All of that meant the kart and engine didn't work well and I was sputtering around for most of the race. Falling back to 14th, it was right back where I started, and not what I was hoping for from the weekend. But the most memorable moment came from after the race. The irony is, although I said earlier I hate walking on eggshells, I have to do exactly that here for fear of violating Section 6.6 of the ASN Canada FIA Sporting Regulations, which extensively limits my ability to express my personal aggravation about this. I'm getting tired of having to take the high road when it seems no one else seems to, but better safe than sorry.
So, in regards to the incident that happened on lap one, there was a verbal confrontation between me and the other driver prior to scaling our karts, which resulted in officials separating us until we had the chance to make our way to our respective tents. He felt me responsible for his spin (pictured above) and for once, I didn't ignore the comments (particularly as this driver has tried to blame me for incidents he gets involved in when I'm ahead of him and he runs straight into the back of me), but rather spoke out and defended myself when I felt blame was wrongly placed on me.
Yes, the drama continued on social media later that day when I tried to show my point of view, but in the wise words of Queen Elsa from Frozen, I have to just let it go. Haters gonna hate, right? Racing doesn't come without its complications and rivalries, and being the only girl seems to make me an easy target for blame.

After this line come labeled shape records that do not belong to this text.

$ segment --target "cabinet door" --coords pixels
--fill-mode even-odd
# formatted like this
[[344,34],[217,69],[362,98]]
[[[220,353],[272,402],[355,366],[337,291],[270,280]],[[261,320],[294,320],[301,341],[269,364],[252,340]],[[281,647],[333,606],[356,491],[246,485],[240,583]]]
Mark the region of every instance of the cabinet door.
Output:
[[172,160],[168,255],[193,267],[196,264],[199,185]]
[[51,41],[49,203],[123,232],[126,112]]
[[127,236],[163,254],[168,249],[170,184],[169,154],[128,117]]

No matter what actually happened, it's always somehow the fault of the female (then again, you've got the people saying we shouldn't even be allowed on the track... another story for another time).
Oh well, with that brings an end to my racing as a Rotax Junior at a national level, three and a half years later. I've still got a race or two at the local level to clinch the Mosport Championship, but after that I'm making the switch to Senior! I know it's going to be a lot tougher and people will have much more experience than I, but minus the extra 40 pounds of lead needed to make minimum weight that have to go on and better tyres, it can't be all that different... Or so we'll see.